Hintergrund: Ist eine Person in beiden Vertragsstaaten ansässig, wird die sogenannte Tie¬-Breaker-Regel gemäß Art. 4 Abs. 2 des OECD-MA angewendet, damit nur einer der beiden Staaten als Ansässigkeitsstaat nach dem Doppelbesteuerungsabkommen gilt. Der andere Staat muss dann zurücktreten und gilt als Quellenstaat.
Im Kern ging es in dem Urteil jedoch um eine andere Frage, nämlich ob der Architekt für seine diversen Immobilien eine Einkünfteerzielungsabsicht hatte, sodass er den Werbungskostenabzug in Anspruch nehmen kann.
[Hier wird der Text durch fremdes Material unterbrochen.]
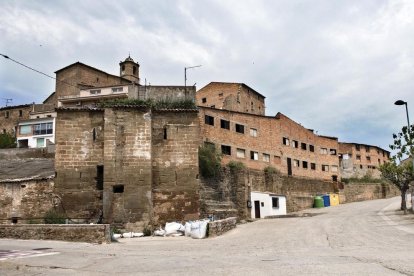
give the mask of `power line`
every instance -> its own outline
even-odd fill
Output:
[[[39,73],[39,74],[44,75],[44,76],[46,76],[46,77],[48,77],[48,78],[54,79],[54,80],[56,80],[56,81],[58,81],[58,82],[64,83],[64,84],[66,84],[66,85],[70,85],[70,86],[73,86],[73,87],[78,88],[76,85],[73,85],[73,84],[68,83],[68,82],[65,82],[65,81],[58,80],[58,79],[56,79],[55,77],[52,77],[52,76],[50,76],[50,75],[48,75],[48,74],[46,74],[46,73],[43,73],[42,71],[36,70],[36,69],[34,69],[34,68],[32,68],[32,67],[30,67],[30,66],[26,65],[26,64],[23,64],[23,63],[21,63],[21,62],[19,62],[19,61],[17,61],[17,60],[14,60],[14,59],[10,58],[9,56],[3,55],[3,54],[1,54],[1,53],[0,53],[0,55],[1,55],[1,56],[3,56],[5,59],[11,60],[11,61],[13,61],[14,63],[17,63],[17,64],[19,64],[19,65],[21,65],[21,66],[23,66],[23,67],[26,67],[26,68],[27,68],[27,69],[29,69],[29,70],[35,71],[36,73]]]

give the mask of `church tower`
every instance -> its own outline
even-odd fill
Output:
[[[119,75],[122,78],[139,83],[139,64],[130,56],[119,63]]]

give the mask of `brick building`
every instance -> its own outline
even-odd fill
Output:
[[[378,167],[390,160],[390,152],[377,146],[339,143],[341,175],[344,178],[372,176],[380,178]]]
[[[199,216],[197,110],[58,108],[56,191],[71,218],[141,229]]]
[[[265,115],[265,97],[244,83],[210,82],[197,92],[197,105]]]

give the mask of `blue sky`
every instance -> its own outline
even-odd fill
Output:
[[[414,1],[2,1],[0,53],[54,76],[80,61],[142,83],[243,82],[319,134],[385,149],[414,110]],[[0,59],[0,106],[54,80]],[[412,114],[412,113],[411,113]],[[411,116],[414,120],[414,116]]]

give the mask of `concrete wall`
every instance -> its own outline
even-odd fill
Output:
[[[384,183],[348,183],[340,190],[339,202],[348,203],[380,198],[400,196],[394,185]]]
[[[278,199],[278,207],[272,206],[273,198]],[[255,218],[256,214],[256,205],[255,202],[259,202],[259,210],[260,210],[260,218],[265,218],[268,216],[279,216],[279,215],[286,215],[286,197],[279,196],[269,193],[259,193],[259,192],[251,192],[250,194],[251,200],[251,218]]]
[[[0,149],[0,159],[25,159],[25,158],[53,158],[54,149],[52,152],[46,149]]]
[[[237,218],[230,217],[226,219],[208,222],[208,237],[221,236],[224,233],[236,228]]]
[[[108,224],[21,224],[0,225],[0,238],[110,243]]]
[[[20,121],[29,119],[31,104],[0,108],[0,133],[14,133]]]

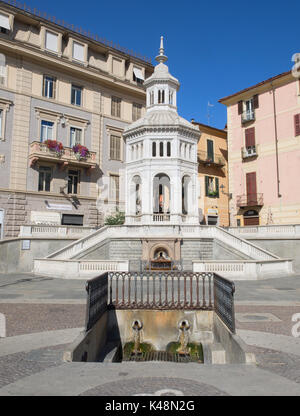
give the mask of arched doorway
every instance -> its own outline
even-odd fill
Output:
[[[188,175],[185,175],[181,181],[181,188],[182,188],[182,214],[187,215],[190,210],[190,198],[191,198],[191,178]]]
[[[130,184],[130,211],[132,215],[141,215],[142,213],[142,180],[139,175],[132,178]]]
[[[153,179],[153,213],[170,214],[171,185],[165,173],[159,173]]]

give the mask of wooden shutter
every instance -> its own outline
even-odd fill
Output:
[[[256,191],[256,172],[246,174],[247,183],[247,202],[248,205],[257,204],[257,191]]]
[[[299,136],[300,135],[300,114],[296,114],[294,116],[294,121],[295,121],[295,136]]]
[[[56,78],[53,78],[53,97],[54,100],[56,98]]]
[[[245,130],[246,147],[255,146],[255,127]]]
[[[253,107],[254,109],[259,107],[258,94],[253,96]]]
[[[243,101],[238,102],[238,113],[242,114],[243,112]]]

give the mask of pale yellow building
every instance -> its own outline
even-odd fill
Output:
[[[1,2],[0,238],[123,210],[122,133],[145,112],[152,72],[147,58]]]
[[[229,226],[227,132],[193,121],[199,126],[199,209],[202,224]]]

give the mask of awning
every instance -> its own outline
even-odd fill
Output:
[[[0,13],[0,27],[10,30],[9,17]]]
[[[141,79],[142,81],[145,81],[145,78],[143,76],[141,69],[133,68],[133,73],[136,76],[136,78]]]

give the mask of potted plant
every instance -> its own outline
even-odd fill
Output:
[[[86,159],[90,154],[89,149],[81,144],[75,144],[73,146],[73,152],[78,160]]]
[[[55,152],[58,157],[60,157],[64,151],[62,143],[57,140],[46,140],[44,141],[44,144],[51,152]]]

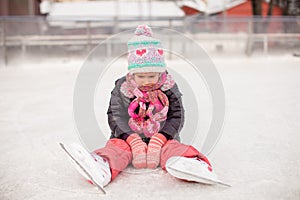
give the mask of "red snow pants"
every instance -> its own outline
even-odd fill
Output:
[[[122,139],[113,138],[107,141],[105,147],[95,151],[96,154],[108,160],[111,170],[111,180],[122,172],[132,161],[130,146]],[[191,145],[185,145],[177,140],[169,140],[161,150],[160,166],[166,169],[166,162],[172,156],[198,157],[209,165],[208,159]]]

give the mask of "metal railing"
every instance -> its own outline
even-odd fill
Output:
[[[84,46],[90,50],[113,34],[134,29],[141,23],[177,30],[201,43],[208,51],[237,50],[236,46],[239,46],[240,52],[251,56],[256,51],[269,54],[274,49],[293,51],[300,48],[300,18],[297,17],[194,16],[111,20],[85,17],[77,21],[71,17],[0,17],[1,57],[6,64],[9,49],[19,48],[24,53],[37,46]],[[178,42],[170,39],[168,46],[172,48]],[[107,44],[106,56],[114,54],[112,45],[117,44]]]

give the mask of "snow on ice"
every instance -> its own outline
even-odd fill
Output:
[[[299,58],[212,59],[225,88],[226,120],[208,157],[232,187],[128,167],[103,195],[58,145],[80,142],[72,95],[83,60],[45,58],[0,67],[0,199],[299,199]]]

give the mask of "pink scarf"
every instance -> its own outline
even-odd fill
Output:
[[[159,131],[160,122],[167,119],[169,100],[161,91],[162,86],[166,85],[167,78],[169,78],[167,73],[162,73],[159,81],[153,86],[138,87],[134,76],[127,74],[123,88],[136,97],[128,107],[130,116],[128,124],[136,133],[144,133],[146,137],[151,137]],[[173,79],[167,85],[173,87]]]

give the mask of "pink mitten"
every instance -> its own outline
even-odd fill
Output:
[[[155,169],[159,165],[161,148],[166,142],[166,137],[161,133],[151,137],[147,150],[147,168]]]
[[[135,168],[146,168],[146,152],[147,145],[143,142],[142,138],[134,133],[131,134],[126,142],[129,144],[132,152],[132,165]]]

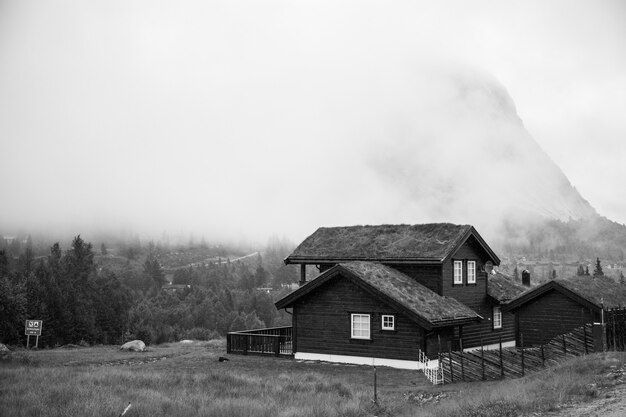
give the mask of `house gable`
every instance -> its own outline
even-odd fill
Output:
[[[570,279],[548,281],[511,300],[505,307],[513,311],[523,307],[549,291],[558,291],[587,309],[618,307],[626,303],[626,289],[607,277],[576,276]]]
[[[480,318],[457,300],[441,297],[401,272],[371,262],[339,264],[276,302],[287,308],[330,280],[347,279],[372,297],[402,311],[424,329],[451,326]]]
[[[293,301],[291,307],[296,357],[326,354],[415,361],[426,344],[426,330],[412,318],[373,297],[341,272]],[[352,337],[353,314],[369,317],[368,338]],[[382,329],[383,315],[394,317],[393,331]]]

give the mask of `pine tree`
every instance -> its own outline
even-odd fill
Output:
[[[556,279],[556,269],[552,270],[552,279]]]
[[[160,289],[163,284],[167,283],[163,268],[161,268],[161,264],[154,254],[151,253],[148,255],[146,261],[143,264],[143,270],[146,275],[152,278],[154,287],[156,289]]]
[[[621,285],[626,284],[626,277],[624,277],[624,273],[622,271],[620,271],[620,273],[619,273],[619,283]]]
[[[596,258],[596,267],[593,270],[594,277],[604,276],[604,272],[602,272],[602,265],[600,265],[600,258]]]

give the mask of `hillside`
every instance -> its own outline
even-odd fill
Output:
[[[600,217],[570,183],[504,86],[468,68],[422,72],[398,93],[406,108],[390,123],[400,127],[368,154],[388,218],[470,223],[505,255],[623,261],[626,227]]]

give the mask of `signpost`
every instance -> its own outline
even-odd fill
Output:
[[[26,330],[24,332],[26,335],[26,349],[28,349],[31,336],[37,336],[37,339],[35,339],[35,348],[39,347],[39,336],[41,336],[42,327],[42,320],[26,320]]]

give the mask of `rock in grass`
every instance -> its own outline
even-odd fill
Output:
[[[132,350],[133,352],[143,352],[145,349],[146,344],[141,340],[131,340],[120,347],[120,350]]]
[[[0,352],[8,352],[9,348],[5,344],[0,343]]]

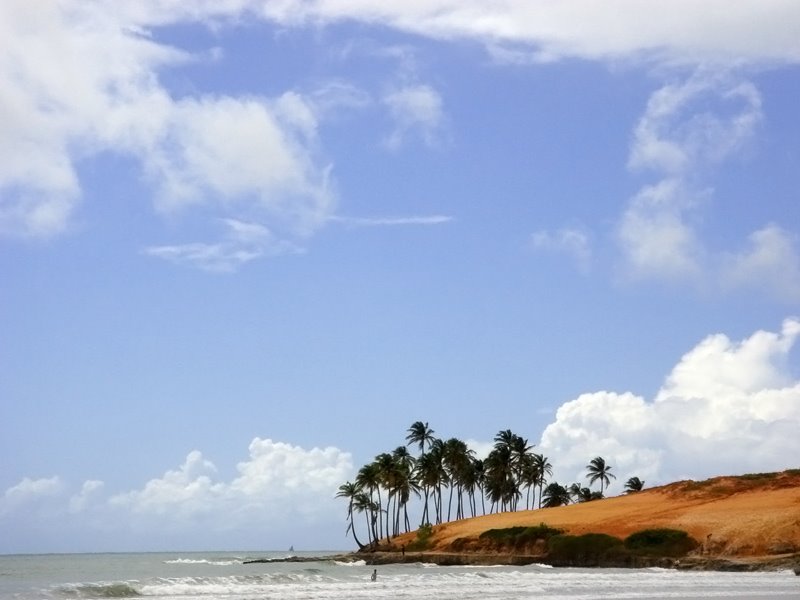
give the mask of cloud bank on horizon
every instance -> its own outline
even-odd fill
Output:
[[[536,451],[553,464],[552,480],[566,484],[585,484],[586,464],[603,456],[617,477],[612,495],[633,476],[652,487],[796,468],[800,377],[789,357],[798,337],[800,319],[741,341],[710,335],[681,357],[651,400],[598,391],[565,402]],[[490,447],[472,445],[478,451]],[[185,548],[243,529],[253,539],[285,536],[291,524],[295,536],[330,547],[341,543],[320,535],[319,526],[338,522],[344,513],[335,494],[355,476],[349,452],[256,438],[236,471],[225,481],[194,450],[177,469],[129,491],[107,491],[97,480],[74,488],[58,475],[25,478],[0,498],[0,523],[13,529],[32,520],[56,534],[65,522],[80,523],[96,535],[114,534],[117,543],[157,534]],[[13,535],[11,542],[24,547]]]

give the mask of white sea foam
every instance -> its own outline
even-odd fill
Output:
[[[341,560],[333,561],[333,564],[338,565],[340,567],[364,567],[367,564],[365,560],[354,560],[352,562],[346,562]]]
[[[175,558],[172,560],[165,560],[165,565],[217,565],[220,567],[227,567],[228,565],[236,565],[241,563],[240,560],[209,560],[207,558]]]
[[[9,574],[0,578],[0,599],[762,600],[798,598],[800,589],[791,571],[717,573],[546,565],[373,567],[363,562],[330,561],[242,564],[241,558],[233,553],[0,556],[0,572]],[[230,564],[213,564],[223,560]],[[378,570],[375,582],[370,581],[373,568]]]

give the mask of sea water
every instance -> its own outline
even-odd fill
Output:
[[[800,599],[800,577],[791,571],[440,567],[418,563],[378,566],[373,582],[370,575],[376,567],[364,562],[245,564],[252,559],[286,556],[285,552],[6,555],[0,556],[0,598]]]

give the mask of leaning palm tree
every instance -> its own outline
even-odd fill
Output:
[[[641,492],[644,489],[644,481],[638,477],[631,477],[625,482],[625,493],[632,494],[634,492]]]
[[[361,467],[356,474],[356,485],[368,495],[370,503],[375,502],[374,494],[376,492],[378,494],[378,510],[377,512],[370,510],[370,522],[372,524],[372,518],[380,513],[381,507],[381,473],[378,470],[378,465],[371,462]],[[383,521],[377,519],[377,523],[379,527],[378,531],[375,532],[376,540],[383,537]]]
[[[611,484],[611,479],[616,479],[617,476],[611,473],[611,467],[606,464],[606,460],[602,456],[596,456],[588,465],[586,465],[586,478],[589,480],[589,485],[595,481],[600,480],[600,494],[603,494],[604,484],[605,487]]]
[[[358,495],[362,494],[362,493],[363,492],[361,491],[361,489],[355,483],[352,483],[350,481],[347,481],[347,482],[343,483],[342,485],[340,485],[339,486],[339,491],[336,493],[336,497],[337,498],[347,498],[347,520],[348,520],[348,524],[347,524],[347,532],[346,533],[350,533],[351,531],[353,532],[353,539],[356,541],[356,544],[358,544],[358,549],[359,550],[363,550],[364,549],[364,544],[362,544],[358,540],[358,536],[356,535],[356,527],[355,527],[355,523],[353,522],[353,505],[354,505],[355,500],[358,497]]]

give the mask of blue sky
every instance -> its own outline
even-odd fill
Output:
[[[793,1],[0,6],[0,552],[347,548],[428,421],[797,467]]]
Insofern waren die Finanzrichter zur tatsächlichen Beweisaufnahme aufgerufen, die entscheidungserheblichen Fragen lagen mithin auf tatsächlichem Gebiet. Deswegen wurde die Revision zum BFH nicht zugelassen, wohingegen jedoch Nichtzulassungsbeschwerde eingelegt wurde.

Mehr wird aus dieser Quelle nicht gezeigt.